Przykładowo ARKA FRN12 29.10. 2010 była wyceniana na 139,62 PLN, a na GPW ostatnia transakcja z wczoraj to 104 PLN (na S leżało 18 certyfikatów po 104,99 PLN).
Z kolei BPHFIZSN wyceniano na koniec września na 121,49 PLN, a na GPW można kupić te certyfikaty po zaledwie 76 PLN.
No i zauważmy, że dzięki temu posiadacze tych certyfikatów są w nich praktycznie uwięzieni i muszą czekać na koniec żywota funduszu, albo na jakiś dynamiczny skok w górę na giełdzie.

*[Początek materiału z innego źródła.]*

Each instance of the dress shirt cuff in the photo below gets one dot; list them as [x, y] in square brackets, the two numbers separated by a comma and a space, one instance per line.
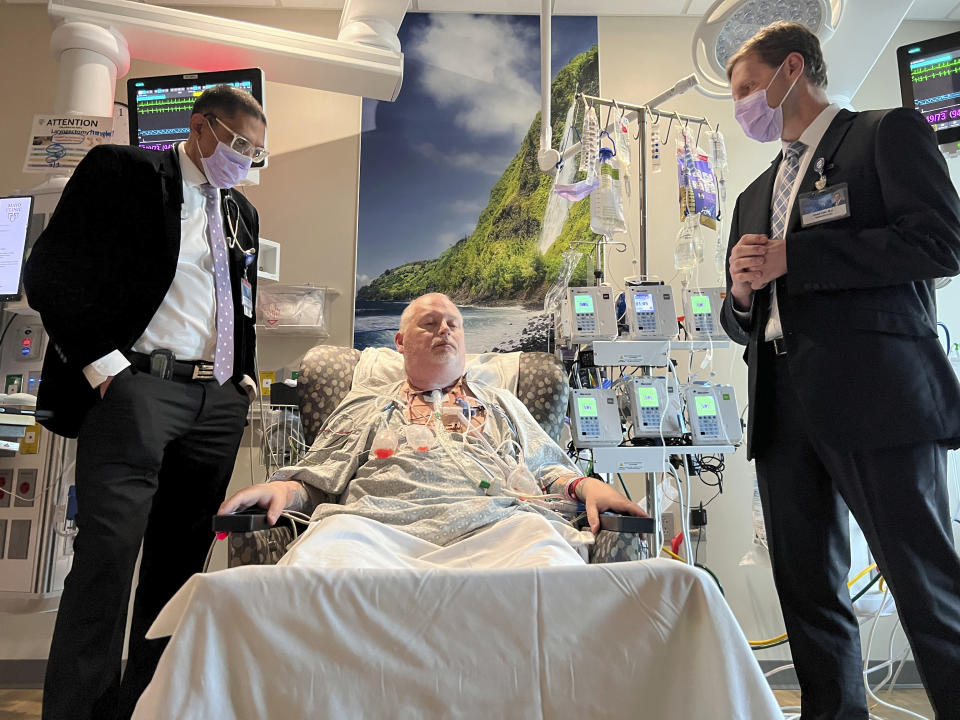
[742, 316]
[247, 383]
[109, 365]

Z tego powodu podejrzewam, że podobnie będzie z certyfikatami Ipopemy i kto naprawdę wierzy w ich sukces, moim zdaniem powinien czekać na debiut na GPW. Trzeba też dodać, że nasza inwestycja będzie mało płynna -fundusz ma działać aż do 30.06.2014, więc w międzyczasie chcąc wyjść z tych certów, trzeba je będzie sprzedawać (zapewne ze sporym dyskontem do wyceny) na GPW.
Zauważmy też, że w subskrypcji trzeba zapłacić 2% prowizji, jeśli kupujemy certyfikaty o wartości do 10 tys. PLN. Na GPW nie ma już takich prowizji (przed erą internetu pobierano podobne opłaty) i standardowo biura maklerskie liczą sobie niecałe 0,4% od transakcji.
Osobiście, gdybym chciał się pakować w takie produkty, zastanawiałbym się w tym momencie raczej nad wspomnianą wcześniej Arką i BPH (zwracam uwagę na różnicę w rodzaju nieruchomości w portfelach tych fundów).